Boosting polysulfide redox via cobalt spin-state manipulation in lithium-sulfur batteries

The commercialization of lithium-sulfur batteries (LSBs) has been significantly hindered by rapid performance degradation during long-term cycling, which originates from lithium polysulfides (LiPSs) shuttling and uncontrolled lithium dendrite growth. In this work, guided by ligand field theory and molecular orbital principles, we modulate the spin state of spinel-type oxides via boron doping, leading to the formation of nanoflower-structured catalysts with an intermediate spin (IS, t_2g⁵e_g¹) configuration. Boron doping effectively regulates the spin state of Co³⁺, resulting in the generation of numerous unpaired electrons distributed across different 3d orbitals.
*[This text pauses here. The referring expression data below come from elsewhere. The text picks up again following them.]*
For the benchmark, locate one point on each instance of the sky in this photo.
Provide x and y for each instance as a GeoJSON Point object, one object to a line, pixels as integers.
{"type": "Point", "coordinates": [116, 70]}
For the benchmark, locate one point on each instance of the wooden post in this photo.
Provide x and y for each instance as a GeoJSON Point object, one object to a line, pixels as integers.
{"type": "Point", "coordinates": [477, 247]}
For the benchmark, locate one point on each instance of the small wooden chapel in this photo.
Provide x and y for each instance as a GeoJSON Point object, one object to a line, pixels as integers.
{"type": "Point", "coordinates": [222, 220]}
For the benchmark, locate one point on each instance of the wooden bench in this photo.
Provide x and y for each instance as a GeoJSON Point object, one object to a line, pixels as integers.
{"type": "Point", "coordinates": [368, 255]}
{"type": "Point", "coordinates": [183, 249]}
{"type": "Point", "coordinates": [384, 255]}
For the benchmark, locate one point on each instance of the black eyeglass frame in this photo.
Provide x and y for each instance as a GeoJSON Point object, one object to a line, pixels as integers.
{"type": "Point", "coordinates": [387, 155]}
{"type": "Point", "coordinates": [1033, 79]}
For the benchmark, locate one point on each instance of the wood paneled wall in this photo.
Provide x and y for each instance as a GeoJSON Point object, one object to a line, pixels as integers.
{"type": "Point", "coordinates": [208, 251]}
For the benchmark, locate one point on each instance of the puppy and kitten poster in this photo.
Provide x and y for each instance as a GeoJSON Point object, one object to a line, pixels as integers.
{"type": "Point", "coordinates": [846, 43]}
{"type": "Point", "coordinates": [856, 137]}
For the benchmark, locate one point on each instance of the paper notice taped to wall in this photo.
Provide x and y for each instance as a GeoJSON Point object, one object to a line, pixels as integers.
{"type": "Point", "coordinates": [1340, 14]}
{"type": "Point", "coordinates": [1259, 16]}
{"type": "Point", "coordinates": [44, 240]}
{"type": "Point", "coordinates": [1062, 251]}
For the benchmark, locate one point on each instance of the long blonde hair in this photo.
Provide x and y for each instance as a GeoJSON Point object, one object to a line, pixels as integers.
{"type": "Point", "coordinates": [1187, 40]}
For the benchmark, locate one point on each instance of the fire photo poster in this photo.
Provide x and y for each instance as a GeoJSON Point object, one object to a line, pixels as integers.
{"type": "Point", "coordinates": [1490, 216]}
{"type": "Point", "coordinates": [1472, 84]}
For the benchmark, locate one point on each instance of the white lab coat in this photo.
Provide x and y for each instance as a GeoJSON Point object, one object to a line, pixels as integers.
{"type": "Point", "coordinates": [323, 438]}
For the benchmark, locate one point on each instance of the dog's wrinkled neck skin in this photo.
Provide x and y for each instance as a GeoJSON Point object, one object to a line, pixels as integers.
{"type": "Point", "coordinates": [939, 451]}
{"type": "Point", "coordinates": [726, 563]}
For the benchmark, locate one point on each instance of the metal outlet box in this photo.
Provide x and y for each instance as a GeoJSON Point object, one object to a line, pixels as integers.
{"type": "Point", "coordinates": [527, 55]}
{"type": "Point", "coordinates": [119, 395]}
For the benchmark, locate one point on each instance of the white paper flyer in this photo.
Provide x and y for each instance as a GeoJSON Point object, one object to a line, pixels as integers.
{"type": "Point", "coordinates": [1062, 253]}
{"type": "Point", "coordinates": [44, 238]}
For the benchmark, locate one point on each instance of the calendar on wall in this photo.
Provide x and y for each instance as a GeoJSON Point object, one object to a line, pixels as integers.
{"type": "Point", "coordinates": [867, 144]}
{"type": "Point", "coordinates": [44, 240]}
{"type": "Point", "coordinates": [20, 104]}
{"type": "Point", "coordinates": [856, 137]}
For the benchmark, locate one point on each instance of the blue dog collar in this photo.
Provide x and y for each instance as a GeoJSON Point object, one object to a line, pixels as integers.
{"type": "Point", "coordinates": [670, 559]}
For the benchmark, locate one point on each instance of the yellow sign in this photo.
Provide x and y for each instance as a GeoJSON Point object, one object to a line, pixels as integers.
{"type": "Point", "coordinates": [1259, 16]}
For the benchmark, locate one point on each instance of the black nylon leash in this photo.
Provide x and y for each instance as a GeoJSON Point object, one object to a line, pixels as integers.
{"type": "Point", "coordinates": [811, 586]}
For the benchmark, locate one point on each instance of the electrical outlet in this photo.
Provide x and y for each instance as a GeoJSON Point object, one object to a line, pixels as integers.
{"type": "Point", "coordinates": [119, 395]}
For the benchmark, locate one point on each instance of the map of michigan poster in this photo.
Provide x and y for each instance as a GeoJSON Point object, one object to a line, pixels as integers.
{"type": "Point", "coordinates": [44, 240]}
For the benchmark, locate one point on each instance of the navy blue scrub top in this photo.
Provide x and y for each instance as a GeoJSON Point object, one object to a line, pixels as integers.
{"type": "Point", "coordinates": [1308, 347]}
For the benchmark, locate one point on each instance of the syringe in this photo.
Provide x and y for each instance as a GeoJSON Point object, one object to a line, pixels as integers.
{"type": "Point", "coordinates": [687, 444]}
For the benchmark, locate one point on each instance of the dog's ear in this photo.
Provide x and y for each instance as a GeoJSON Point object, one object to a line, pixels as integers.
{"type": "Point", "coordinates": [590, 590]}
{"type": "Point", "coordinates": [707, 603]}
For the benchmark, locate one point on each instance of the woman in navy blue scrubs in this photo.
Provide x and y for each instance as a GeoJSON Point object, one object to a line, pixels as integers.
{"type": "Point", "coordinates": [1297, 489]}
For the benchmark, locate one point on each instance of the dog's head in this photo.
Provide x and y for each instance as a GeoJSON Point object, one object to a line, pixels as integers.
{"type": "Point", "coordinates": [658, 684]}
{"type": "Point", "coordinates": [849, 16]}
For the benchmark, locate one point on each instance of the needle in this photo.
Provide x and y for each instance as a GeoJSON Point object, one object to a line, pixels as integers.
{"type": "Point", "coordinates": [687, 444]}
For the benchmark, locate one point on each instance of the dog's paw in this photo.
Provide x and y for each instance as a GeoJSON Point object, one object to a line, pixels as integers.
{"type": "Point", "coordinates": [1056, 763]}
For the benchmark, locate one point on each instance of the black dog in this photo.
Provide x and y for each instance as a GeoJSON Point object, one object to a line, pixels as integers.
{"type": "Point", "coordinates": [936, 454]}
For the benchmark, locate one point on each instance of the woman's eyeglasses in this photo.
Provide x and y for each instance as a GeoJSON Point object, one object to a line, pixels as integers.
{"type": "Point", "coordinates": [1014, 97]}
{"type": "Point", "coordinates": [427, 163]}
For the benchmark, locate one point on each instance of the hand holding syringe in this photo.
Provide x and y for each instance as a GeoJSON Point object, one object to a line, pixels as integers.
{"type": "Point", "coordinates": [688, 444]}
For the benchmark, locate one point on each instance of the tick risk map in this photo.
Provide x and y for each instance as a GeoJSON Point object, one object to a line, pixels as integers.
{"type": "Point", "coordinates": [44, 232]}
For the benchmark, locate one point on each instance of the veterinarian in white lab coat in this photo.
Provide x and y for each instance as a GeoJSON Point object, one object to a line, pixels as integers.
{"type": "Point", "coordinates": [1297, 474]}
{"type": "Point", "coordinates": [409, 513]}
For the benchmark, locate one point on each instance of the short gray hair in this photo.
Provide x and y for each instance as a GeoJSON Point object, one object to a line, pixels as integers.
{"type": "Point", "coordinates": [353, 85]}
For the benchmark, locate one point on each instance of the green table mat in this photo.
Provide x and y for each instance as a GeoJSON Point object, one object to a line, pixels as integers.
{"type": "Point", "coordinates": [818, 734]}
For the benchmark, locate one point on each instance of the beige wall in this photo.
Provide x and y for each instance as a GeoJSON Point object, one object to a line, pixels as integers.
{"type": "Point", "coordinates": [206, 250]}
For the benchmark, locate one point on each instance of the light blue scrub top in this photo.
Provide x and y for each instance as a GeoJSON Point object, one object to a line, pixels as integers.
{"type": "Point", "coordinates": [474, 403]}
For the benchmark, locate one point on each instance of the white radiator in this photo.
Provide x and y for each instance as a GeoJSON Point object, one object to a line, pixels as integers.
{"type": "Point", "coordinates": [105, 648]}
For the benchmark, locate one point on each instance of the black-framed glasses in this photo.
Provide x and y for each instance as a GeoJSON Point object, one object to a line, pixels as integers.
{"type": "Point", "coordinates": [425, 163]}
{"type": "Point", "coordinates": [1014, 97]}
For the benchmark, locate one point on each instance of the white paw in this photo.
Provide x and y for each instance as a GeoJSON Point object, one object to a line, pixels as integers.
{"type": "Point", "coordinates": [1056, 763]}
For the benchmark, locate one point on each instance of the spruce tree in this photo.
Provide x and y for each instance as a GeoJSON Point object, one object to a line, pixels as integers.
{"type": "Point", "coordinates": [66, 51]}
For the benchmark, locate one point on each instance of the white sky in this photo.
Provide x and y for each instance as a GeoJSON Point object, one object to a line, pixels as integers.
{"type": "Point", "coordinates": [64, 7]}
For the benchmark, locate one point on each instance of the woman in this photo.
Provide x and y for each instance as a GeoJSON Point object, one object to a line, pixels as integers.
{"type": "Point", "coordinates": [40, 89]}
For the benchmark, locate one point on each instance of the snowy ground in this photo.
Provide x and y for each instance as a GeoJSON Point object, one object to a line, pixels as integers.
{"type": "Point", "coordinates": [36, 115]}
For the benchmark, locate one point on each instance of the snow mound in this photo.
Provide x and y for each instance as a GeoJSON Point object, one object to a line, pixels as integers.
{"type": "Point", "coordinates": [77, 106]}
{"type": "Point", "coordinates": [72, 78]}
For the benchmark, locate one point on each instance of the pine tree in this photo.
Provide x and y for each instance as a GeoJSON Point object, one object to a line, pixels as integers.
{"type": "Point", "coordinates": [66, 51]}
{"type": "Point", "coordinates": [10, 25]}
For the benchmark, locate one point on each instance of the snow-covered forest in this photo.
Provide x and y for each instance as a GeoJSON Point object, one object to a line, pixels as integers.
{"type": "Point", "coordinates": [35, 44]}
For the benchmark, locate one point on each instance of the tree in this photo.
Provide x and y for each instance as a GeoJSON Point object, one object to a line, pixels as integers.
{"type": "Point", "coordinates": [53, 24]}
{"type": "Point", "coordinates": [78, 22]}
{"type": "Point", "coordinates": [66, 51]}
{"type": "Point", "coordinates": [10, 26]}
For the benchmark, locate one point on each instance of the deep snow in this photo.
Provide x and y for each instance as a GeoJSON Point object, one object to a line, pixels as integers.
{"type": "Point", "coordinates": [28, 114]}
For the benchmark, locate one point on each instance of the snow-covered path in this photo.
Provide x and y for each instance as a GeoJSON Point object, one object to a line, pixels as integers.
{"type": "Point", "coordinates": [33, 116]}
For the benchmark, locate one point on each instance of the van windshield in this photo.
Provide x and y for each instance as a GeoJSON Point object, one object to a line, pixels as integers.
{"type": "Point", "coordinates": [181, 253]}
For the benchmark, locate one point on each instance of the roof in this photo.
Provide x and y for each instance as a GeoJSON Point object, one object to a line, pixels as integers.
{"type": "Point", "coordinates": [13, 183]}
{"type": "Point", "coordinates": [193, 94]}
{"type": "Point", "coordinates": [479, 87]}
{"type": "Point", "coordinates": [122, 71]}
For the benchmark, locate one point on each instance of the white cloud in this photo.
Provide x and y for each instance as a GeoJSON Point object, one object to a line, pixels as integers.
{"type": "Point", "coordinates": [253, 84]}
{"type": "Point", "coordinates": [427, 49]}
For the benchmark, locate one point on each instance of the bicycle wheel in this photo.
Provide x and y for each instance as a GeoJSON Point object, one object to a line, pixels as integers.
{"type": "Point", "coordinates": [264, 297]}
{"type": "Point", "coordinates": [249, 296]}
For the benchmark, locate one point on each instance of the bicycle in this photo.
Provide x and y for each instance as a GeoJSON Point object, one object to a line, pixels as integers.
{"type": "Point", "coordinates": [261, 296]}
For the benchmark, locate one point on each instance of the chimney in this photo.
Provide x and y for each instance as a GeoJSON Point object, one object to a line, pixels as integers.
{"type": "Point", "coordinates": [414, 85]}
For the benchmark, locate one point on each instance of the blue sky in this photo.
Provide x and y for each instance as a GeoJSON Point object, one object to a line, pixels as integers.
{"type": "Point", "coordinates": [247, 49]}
This electronic reconstruction causes an upshift in energy levels and creates more active electronic states, which collectively enhance LiPSs adsorption, facilitate charge transfer, and improve redox kinetics. Employing the modified separator enables outstanding rate performance, with the cell delivering 1255.2 and 960 mAh g⁻¹ at 0.2 and 2 C, respectively. The electrode maintains exceptional capacity retention with suppressed polysulfide loss under high sulfur loading, confirming the functional separator's efficacy. This work proposes a doping-based strategy for electronic spin-state modulation in LSBs catalysts, offering a promising direction for next-generation energy storage systems.